Required clarification:

  • Confirm rubrics only called from within Environment.step() implementation
  • Clarify that training code example is showing environment's internal logic, not client code
  • Or: Explicitly state this RFC amends RFC 002 to allow external reward computation

🟡 ALIGNMENT FLAG #4: Missing Integration with Environment API

Concern: The RFC doesn't show how rubrics integrate with the existing Environment base class.

Questions:

  1. Does Environment base class get a new rubric attribute?
  2. Does framework auto-call rubrics, or must each environment manually invoke?
  3. How do rubrics access environment internal state (mentioned in RFC 002:168)?

Expected in RFC:

  • Proposed changes to Environment class signature
  • Example showing environment using rubric in its step() implementation
  • Pattern for rubrics accessing environment state if needed

Evidence: RFC 002:82 shows current Environment interface with no rubric field


🟢 ALIGNMENT FLAG #5: LLMJudge Container Pattern (Informational)

Not a violation, but worth discussing:

The RFC proposes LLMJudge as a container rubric that "calls an LLM endpoint via configured MCP service" (line 105-109).

Architectural question:

  • If LLMJudge calls out to external LLM via MCP, how does this interact with:
    • Container isolation (environments run in Docker)
    • The "MCP for agents" boundary (are rubrics using agent tools?)
    • Network access restrictions (INVARIANTS.md:32)

Likely fine if:

  • LLMJudge is server-side only (per Flag Initial skeleton #1)
  • Calls external service, not agent's MCP tools
  • Environment container has network access configured

Suggested: Add note about LLMJudge network requirements in deployment section


Minor Issues (Not Blocking)

Documentation Gaps

  1. No "What Changes" for Environment base class (line 151-159)

    • Table shows new classes but not modifications to existing Environment API
    • Should show proposed Environment constructor/step signature changes
  2. State serialization unclear (line 176)

    • state_dict() / load_state_dict() mentioned but not explained
    • What state needs serialization? Weights? Config? Both?
    • Are rubrics expected to be stateful (like _WordleRewardProvider._guess_history)?
  3. Missing "Open Questions" about environment state access

    • RFC 002:168 says rewards can use "internal state transitions"
    • How do rubrics access environment's internal state?
    • Or are they limited to (action, observation) pairs?

Examples Could Be Clearer

  1. CodeRubric example (line 73-88)

    • Shows composition but mixes gating logic with weighted sum
    • Could show simpler examples first, then build to complex
  2. Training loop example (line 139-147)

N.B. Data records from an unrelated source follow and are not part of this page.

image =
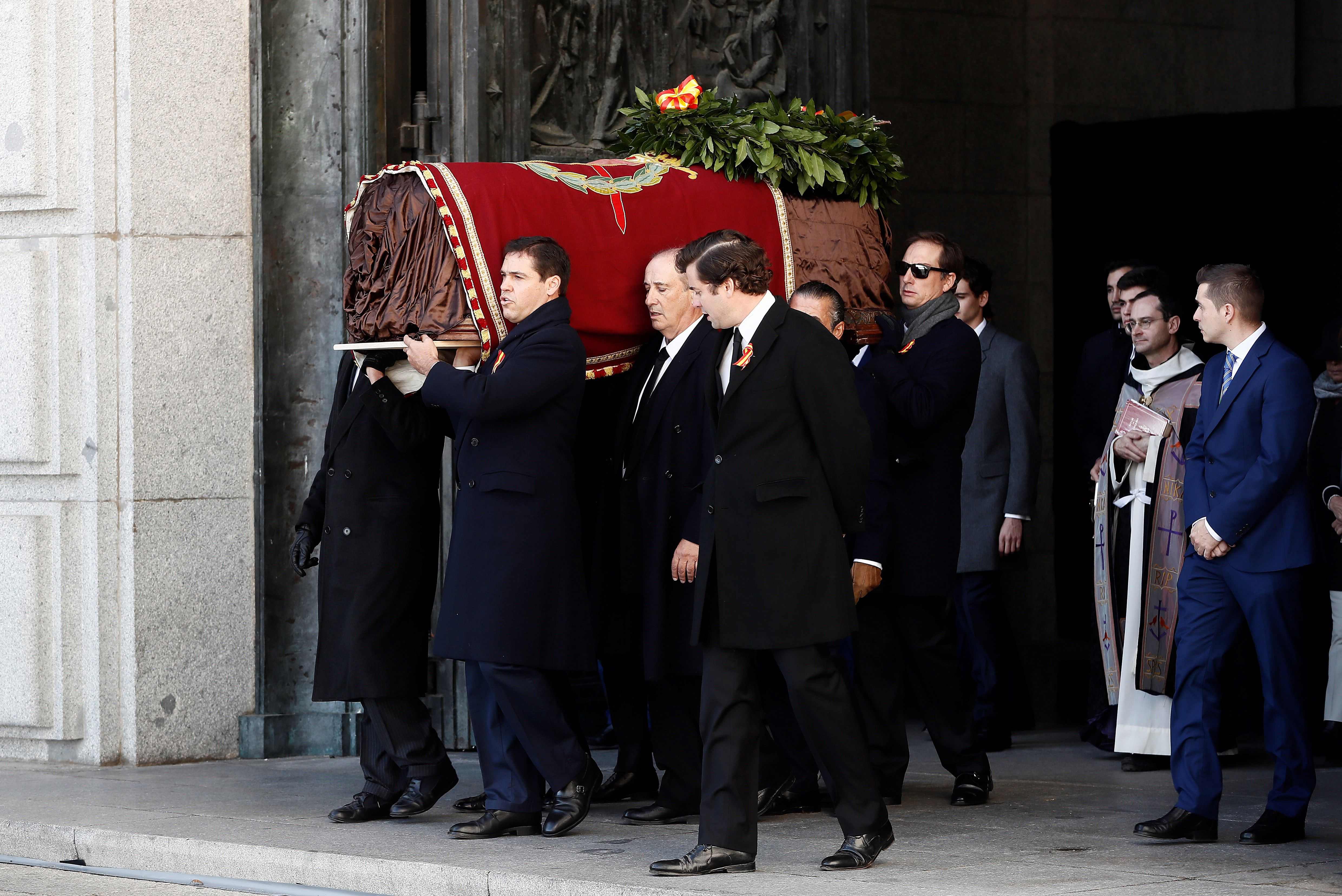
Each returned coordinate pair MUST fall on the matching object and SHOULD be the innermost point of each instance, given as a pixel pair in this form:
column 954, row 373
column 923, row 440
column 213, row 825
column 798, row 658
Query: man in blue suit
column 1246, row 492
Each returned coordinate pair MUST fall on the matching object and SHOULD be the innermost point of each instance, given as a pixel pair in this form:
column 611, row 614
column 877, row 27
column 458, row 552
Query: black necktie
column 652, row 384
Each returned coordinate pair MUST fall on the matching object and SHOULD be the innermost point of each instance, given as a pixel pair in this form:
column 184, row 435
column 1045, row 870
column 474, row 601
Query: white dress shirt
column 1238, row 356
column 748, row 329
column 672, row 348
column 1239, row 352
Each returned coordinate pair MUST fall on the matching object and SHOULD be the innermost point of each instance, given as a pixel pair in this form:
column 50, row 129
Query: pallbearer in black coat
column 374, row 506
column 791, row 457
column 663, row 450
column 515, row 604
column 926, row 371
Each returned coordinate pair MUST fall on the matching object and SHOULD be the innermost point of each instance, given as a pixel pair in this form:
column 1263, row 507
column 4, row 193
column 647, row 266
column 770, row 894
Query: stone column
column 127, row 462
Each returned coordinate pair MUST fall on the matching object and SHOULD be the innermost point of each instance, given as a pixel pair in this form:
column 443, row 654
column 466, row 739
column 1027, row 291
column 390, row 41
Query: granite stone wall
column 127, row 461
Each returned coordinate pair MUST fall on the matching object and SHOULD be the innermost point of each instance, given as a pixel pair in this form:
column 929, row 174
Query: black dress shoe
column 1274, row 828
column 704, row 860
column 657, row 815
column 861, row 852
column 790, row 803
column 423, row 793
column 572, row 803
column 629, row 785
column 470, row 804
column 971, row 789
column 769, row 793
column 496, row 823
column 364, row 807
column 1179, row 824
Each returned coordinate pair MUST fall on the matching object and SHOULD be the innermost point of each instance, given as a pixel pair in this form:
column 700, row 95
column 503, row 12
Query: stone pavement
column 1059, row 823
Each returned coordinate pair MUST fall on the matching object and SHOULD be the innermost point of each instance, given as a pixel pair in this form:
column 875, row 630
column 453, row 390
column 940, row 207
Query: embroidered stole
column 1165, row 551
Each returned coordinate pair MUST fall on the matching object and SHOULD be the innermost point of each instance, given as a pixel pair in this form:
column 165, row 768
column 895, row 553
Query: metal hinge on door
column 418, row 135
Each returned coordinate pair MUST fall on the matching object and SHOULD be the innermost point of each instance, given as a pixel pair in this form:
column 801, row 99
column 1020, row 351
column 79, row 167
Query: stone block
column 991, row 55
column 191, row 368
column 194, row 628
column 996, row 148
column 188, row 118
column 297, row 734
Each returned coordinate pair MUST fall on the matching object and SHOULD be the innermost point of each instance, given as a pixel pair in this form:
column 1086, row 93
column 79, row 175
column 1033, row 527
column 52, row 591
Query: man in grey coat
column 998, row 497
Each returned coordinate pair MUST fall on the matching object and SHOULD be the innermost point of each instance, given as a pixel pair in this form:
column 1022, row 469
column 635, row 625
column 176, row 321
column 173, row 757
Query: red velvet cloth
column 611, row 218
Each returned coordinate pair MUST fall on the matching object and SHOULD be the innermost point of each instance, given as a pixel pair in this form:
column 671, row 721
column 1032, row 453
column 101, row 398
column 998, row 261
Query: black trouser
column 674, row 709
column 627, row 699
column 913, row 636
column 731, row 722
column 524, row 734
column 396, row 742
column 786, row 752
column 987, row 648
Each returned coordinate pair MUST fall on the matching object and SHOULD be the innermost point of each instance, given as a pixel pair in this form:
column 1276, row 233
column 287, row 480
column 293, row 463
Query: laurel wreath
column 794, row 147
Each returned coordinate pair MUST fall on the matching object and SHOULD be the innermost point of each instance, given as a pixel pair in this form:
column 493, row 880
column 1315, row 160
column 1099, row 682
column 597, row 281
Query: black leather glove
column 890, row 327
column 383, row 359
column 301, row 552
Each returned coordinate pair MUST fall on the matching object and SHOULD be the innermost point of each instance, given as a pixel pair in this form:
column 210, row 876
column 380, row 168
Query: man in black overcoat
column 374, row 508
column 661, row 455
column 786, row 482
column 515, row 603
column 1100, row 376
column 926, row 371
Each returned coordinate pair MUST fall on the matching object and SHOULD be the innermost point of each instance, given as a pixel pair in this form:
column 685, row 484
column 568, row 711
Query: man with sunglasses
column 926, row 371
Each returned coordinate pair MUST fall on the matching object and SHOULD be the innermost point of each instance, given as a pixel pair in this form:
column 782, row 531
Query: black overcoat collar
column 763, row 340
column 684, row 361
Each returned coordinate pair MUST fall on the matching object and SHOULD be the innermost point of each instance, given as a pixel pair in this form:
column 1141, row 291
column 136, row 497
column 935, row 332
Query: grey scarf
column 1325, row 388
column 928, row 316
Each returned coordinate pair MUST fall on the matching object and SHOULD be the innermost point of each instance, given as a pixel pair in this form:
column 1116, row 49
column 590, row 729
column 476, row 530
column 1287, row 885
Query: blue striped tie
column 1226, row 376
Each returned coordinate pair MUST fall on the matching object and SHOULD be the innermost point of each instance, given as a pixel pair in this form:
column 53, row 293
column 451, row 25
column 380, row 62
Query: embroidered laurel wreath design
column 649, row 175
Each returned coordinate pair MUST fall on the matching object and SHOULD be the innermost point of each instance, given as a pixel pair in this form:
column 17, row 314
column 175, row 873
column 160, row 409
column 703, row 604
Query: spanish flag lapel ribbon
column 686, row 96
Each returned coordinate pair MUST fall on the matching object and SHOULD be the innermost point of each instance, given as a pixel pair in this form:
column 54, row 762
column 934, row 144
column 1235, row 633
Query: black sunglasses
column 921, row 272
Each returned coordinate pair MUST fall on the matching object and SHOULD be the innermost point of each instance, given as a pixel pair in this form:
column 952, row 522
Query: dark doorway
column 1259, row 188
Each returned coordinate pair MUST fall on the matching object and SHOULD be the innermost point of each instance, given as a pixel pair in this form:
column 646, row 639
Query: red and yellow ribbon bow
column 681, row 98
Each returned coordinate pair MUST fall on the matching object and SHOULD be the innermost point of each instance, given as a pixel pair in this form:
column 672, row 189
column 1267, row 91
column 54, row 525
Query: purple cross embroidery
column 1100, row 546
column 1169, row 532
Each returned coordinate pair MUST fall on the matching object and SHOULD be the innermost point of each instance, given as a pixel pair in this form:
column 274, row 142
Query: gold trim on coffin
column 790, row 272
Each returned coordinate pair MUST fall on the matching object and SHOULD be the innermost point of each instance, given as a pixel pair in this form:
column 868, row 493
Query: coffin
column 426, row 245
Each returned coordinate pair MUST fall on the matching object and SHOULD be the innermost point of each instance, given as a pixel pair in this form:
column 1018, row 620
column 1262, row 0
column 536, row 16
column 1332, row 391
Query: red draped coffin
column 611, row 218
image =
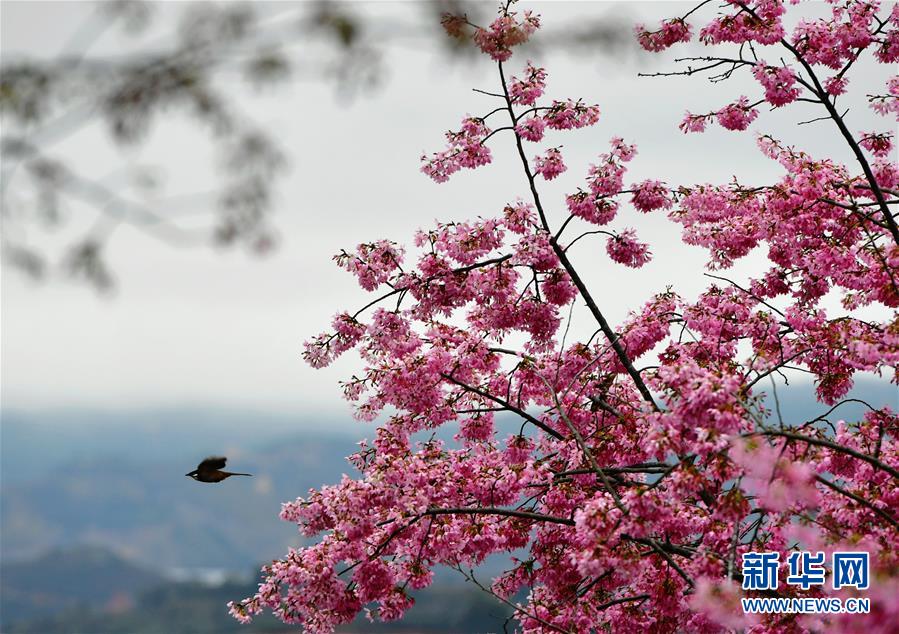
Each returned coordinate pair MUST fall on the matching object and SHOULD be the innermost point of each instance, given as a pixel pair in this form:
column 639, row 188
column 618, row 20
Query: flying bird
column 210, row 470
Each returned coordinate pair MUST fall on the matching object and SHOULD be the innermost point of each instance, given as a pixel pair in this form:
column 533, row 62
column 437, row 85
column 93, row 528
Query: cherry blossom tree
column 645, row 460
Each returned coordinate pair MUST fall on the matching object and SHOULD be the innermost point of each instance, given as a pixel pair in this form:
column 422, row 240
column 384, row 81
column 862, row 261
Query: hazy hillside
column 148, row 510
column 70, row 579
column 91, row 590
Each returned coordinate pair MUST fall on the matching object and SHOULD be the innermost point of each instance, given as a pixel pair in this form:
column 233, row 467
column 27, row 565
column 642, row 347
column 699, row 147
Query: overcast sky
column 200, row 326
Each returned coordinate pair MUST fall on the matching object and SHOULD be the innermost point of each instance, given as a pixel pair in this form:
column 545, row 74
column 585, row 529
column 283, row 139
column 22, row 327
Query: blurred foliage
column 133, row 92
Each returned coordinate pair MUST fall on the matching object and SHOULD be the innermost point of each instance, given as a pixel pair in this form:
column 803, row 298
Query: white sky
column 196, row 326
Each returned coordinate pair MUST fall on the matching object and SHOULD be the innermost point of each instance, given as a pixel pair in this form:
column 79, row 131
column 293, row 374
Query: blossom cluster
column 623, row 475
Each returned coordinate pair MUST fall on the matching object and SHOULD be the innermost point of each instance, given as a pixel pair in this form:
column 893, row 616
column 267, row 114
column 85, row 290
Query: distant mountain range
column 93, row 591
column 138, row 538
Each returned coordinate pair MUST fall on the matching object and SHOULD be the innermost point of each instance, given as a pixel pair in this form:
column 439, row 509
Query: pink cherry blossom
column 622, row 475
column 550, row 164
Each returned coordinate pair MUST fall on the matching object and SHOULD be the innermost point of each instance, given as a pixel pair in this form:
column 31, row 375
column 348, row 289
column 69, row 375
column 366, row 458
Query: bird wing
column 212, row 463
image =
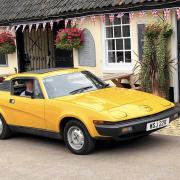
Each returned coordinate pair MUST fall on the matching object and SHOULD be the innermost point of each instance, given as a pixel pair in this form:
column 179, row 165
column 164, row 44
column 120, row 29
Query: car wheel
column 77, row 138
column 4, row 129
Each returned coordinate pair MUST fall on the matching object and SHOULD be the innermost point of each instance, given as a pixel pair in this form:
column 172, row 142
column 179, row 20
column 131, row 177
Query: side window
column 26, row 88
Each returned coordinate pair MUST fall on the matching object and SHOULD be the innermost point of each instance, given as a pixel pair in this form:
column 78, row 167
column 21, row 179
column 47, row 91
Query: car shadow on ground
column 154, row 140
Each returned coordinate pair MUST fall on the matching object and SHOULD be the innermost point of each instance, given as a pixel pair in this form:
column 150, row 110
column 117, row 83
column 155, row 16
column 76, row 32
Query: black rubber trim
column 139, row 124
column 35, row 131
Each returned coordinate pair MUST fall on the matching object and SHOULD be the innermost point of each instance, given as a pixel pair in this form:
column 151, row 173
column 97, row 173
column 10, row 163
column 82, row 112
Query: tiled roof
column 19, row 10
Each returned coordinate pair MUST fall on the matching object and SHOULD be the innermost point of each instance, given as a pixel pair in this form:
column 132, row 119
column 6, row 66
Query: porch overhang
column 117, row 6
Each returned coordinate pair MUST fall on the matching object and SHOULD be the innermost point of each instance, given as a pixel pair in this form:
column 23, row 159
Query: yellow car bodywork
column 108, row 105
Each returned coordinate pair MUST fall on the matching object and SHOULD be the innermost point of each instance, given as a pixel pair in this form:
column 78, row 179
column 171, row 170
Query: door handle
column 12, row 101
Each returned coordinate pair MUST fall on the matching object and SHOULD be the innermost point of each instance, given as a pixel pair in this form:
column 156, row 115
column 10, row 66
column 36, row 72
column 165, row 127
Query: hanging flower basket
column 7, row 43
column 69, row 38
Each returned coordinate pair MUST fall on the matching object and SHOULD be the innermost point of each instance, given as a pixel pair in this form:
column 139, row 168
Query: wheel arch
column 65, row 120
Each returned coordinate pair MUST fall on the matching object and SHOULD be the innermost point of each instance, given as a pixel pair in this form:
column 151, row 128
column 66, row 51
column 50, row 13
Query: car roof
column 45, row 72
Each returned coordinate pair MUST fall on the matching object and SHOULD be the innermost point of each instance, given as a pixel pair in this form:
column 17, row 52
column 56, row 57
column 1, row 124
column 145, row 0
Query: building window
column 118, row 41
column 3, row 60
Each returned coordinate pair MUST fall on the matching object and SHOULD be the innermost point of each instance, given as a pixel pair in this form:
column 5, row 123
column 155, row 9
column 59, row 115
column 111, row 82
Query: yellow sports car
column 75, row 105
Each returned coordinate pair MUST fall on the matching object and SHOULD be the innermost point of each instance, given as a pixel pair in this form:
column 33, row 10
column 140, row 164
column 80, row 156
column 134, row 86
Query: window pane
column 109, row 32
column 126, row 31
column 128, row 56
column 127, row 44
column 117, row 31
column 111, row 57
column 111, row 44
column 120, row 57
column 2, row 59
column 107, row 22
column 125, row 19
column 119, row 44
column 117, row 21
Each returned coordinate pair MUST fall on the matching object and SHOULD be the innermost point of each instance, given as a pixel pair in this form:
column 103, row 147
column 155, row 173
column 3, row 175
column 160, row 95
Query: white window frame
column 5, row 65
column 115, row 67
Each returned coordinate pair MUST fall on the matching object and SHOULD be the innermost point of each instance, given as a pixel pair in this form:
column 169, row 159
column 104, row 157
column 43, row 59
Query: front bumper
column 138, row 125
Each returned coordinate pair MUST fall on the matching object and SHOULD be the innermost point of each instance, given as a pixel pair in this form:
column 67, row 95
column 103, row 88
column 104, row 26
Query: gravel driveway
column 25, row 157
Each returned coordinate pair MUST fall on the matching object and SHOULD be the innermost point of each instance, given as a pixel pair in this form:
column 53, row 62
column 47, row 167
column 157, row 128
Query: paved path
column 34, row 158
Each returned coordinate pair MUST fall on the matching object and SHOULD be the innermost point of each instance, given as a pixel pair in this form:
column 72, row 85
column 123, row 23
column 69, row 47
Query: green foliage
column 7, row 48
column 156, row 62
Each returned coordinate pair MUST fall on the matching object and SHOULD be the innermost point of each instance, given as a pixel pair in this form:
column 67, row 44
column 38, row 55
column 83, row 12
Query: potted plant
column 156, row 63
column 69, row 38
column 7, row 43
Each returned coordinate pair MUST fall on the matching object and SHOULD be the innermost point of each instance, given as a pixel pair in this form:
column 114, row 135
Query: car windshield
column 73, row 83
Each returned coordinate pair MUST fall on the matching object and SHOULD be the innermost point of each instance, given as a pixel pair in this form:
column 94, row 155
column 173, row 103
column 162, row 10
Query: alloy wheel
column 75, row 137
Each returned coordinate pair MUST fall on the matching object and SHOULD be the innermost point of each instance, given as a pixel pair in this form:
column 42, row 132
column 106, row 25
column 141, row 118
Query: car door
column 27, row 111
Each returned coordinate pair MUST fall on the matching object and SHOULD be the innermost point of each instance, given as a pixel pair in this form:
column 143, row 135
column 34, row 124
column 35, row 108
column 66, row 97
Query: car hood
column 120, row 102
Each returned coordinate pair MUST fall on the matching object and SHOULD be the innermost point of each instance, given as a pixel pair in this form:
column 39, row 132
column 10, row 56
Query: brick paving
column 172, row 129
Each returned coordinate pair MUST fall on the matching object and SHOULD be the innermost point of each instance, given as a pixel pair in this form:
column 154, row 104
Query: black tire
column 6, row 132
column 89, row 142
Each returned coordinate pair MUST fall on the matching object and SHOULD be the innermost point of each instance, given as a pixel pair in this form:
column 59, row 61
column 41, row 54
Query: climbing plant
column 156, row 62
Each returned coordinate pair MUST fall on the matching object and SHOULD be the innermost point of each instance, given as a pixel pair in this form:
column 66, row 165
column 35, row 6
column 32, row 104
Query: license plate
column 157, row 124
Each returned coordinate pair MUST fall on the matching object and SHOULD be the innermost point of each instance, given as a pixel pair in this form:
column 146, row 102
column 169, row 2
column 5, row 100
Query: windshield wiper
column 80, row 90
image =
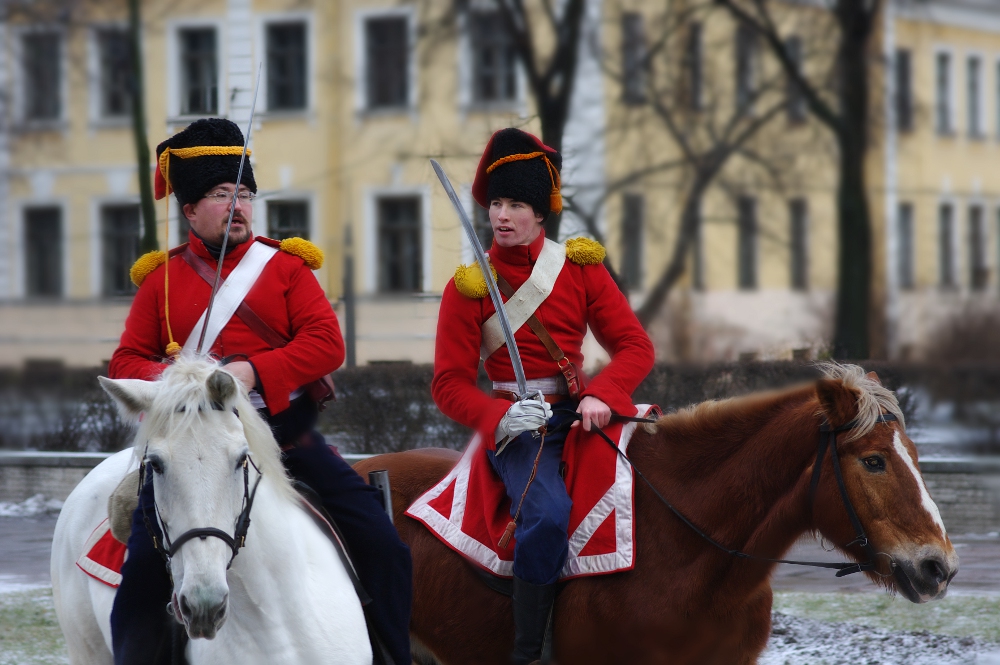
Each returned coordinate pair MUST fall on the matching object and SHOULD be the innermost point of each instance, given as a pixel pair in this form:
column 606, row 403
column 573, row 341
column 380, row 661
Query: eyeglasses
column 226, row 197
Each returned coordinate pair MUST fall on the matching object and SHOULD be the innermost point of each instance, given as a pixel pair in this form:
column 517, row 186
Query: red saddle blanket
column 103, row 556
column 469, row 508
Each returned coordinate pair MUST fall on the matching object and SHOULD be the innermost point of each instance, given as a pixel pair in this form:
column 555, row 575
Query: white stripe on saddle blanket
column 549, row 385
column 257, row 402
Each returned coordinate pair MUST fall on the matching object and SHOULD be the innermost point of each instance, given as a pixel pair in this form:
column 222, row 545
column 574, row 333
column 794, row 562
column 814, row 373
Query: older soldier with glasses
column 282, row 343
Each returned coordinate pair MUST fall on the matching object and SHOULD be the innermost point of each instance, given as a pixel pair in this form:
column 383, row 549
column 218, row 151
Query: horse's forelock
column 873, row 397
column 184, row 397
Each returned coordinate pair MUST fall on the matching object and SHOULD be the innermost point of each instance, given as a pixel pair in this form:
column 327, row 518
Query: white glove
column 529, row 414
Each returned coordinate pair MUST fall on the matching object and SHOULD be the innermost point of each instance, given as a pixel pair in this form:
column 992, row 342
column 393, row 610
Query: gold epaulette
column 305, row 250
column 146, row 264
column 584, row 251
column 470, row 282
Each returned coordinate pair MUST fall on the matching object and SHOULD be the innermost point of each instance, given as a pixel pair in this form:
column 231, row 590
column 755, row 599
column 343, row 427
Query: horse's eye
column 874, row 463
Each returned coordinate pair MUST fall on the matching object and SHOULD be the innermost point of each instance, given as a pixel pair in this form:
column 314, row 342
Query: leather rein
column 828, row 439
column 168, row 548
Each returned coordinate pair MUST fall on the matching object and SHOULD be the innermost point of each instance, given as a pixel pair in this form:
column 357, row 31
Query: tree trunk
column 690, row 219
column 850, row 340
column 149, row 242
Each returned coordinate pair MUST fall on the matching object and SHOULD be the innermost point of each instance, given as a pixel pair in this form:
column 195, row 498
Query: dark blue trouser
column 541, row 547
column 140, row 627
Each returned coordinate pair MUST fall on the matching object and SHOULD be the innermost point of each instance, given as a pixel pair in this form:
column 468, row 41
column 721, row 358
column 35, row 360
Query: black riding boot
column 532, row 608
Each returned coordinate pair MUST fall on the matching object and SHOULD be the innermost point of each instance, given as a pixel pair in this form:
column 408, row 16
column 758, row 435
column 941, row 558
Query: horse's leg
column 755, row 624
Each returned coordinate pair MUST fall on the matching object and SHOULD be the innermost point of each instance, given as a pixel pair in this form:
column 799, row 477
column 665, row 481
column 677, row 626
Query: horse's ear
column 839, row 403
column 222, row 390
column 133, row 396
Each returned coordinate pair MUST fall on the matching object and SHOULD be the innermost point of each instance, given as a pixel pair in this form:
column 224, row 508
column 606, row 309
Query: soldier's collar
column 518, row 254
column 203, row 249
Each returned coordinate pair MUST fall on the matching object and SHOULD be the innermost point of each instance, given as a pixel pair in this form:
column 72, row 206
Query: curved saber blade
column 470, row 231
column 232, row 210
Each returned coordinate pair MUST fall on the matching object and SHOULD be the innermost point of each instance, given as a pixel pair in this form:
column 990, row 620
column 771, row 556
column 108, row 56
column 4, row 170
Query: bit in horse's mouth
column 176, row 609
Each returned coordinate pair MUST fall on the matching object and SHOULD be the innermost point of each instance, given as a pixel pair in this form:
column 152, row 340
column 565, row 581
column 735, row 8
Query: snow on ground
column 796, row 641
column 36, row 505
column 17, row 583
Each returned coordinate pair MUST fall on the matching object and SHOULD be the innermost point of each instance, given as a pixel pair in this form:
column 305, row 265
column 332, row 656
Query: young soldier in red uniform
column 288, row 340
column 518, row 182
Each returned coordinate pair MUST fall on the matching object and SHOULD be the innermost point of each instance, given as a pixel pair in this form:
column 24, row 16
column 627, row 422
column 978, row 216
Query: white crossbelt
column 526, row 299
column 230, row 295
column 549, row 385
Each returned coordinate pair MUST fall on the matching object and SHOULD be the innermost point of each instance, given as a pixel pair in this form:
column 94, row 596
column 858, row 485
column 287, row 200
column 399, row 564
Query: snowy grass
column 809, row 629
column 958, row 615
column 29, row 632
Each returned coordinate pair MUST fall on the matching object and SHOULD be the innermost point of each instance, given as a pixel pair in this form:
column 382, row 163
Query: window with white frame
column 633, row 58
column 114, row 73
column 633, row 213
column 387, row 62
column 946, row 246
column 746, row 254
column 796, row 104
column 798, row 232
column 494, row 60
column 746, row 56
column 905, row 260
column 903, row 71
column 199, row 71
column 288, row 219
column 43, row 252
column 942, row 94
column 399, row 244
column 120, row 232
column 286, row 66
column 979, row 270
column 41, row 56
column 997, row 99
column 974, row 94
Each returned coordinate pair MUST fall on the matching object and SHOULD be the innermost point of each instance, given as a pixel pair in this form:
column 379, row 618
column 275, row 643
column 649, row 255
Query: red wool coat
column 583, row 295
column 286, row 296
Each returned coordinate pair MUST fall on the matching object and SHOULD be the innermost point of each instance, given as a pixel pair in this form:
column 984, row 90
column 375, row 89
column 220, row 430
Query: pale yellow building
column 357, row 95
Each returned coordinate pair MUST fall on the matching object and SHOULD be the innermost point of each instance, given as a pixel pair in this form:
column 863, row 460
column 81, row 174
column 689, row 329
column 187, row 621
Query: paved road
column 25, row 545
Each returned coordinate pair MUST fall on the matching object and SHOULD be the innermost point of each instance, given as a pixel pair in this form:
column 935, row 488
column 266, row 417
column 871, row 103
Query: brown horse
column 741, row 470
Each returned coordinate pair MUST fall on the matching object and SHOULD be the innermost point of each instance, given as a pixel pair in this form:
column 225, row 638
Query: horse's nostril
column 185, row 608
column 933, row 570
column 220, row 613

    • Appears to show client-side reward computation (contradicts RFC 002)
    • Should clarify this is environment's internal implementation

Positive Observations

Strong academic grounding - Appendix with literature patterns is excellent
Composable design - nn.Module analogy works well
Clear alternatives section - Shows thoughtful design exploration
Hook-based observability - Avoids polluting base class
Sync-first API - Good ergonomics for simple cases


Recommendations

Before Merge

MUST address:

  1. Flag Initial skeleton #1: Add explicit statement about server-side execution and MCP boundary
  2. Flag Add boiler plate code for CodingEnv #3: Clarify async example doesn't violate "rewards inside environment"
  3. Flag Add BaseHTTPClient to talk to Envs via JSON over RPC. #4: Show integration with Environment base class

SHOULD address:
2. Flag #2: Explain relationship to existing RewardProvider and Transform pipeline

Consider for Follow-up

  • Separate RFC for Transform pipeline (mentioned in invariants but not documented)
  • Migration guide for existing environments using RewardProvider pattern
  • Examples of rubrics accessing environment internal state

Summary

This RFC proposes a well-designed abstraction for reward computation. However, it has unclear boundaries with existing architectural decisions:

  1. Dual API model - Needs explicit confirmation rubrics are server-side only
  2. Rewards-in-environment invariant - Async example suggests external computation
  3. Environment integration - Missing concrete API changes to Environment class

These are likely documentation gaps rather than design flaws, but they risk implementation that violates established invariants. A human reviewer (suggest @Darktex) should confirm the intended architecture before implementation begins.

Recommendation: ⚠️ REQUEST CHANGES - Address alignment flags before merge


Automated review by Claude Code | Learn more about OpenEnv's agentic workflow

@Darktex Darktex requested a review from burtenshaw January 16, 2026 19:40
@burtenshaw

burtenshaw commented Jan 20, 2026

Copy link
Copy Markdown
Collaborator

Thanks for taking the time to write this out @Darktex, this is an important RFC that's very close to challenges we're facing at HF.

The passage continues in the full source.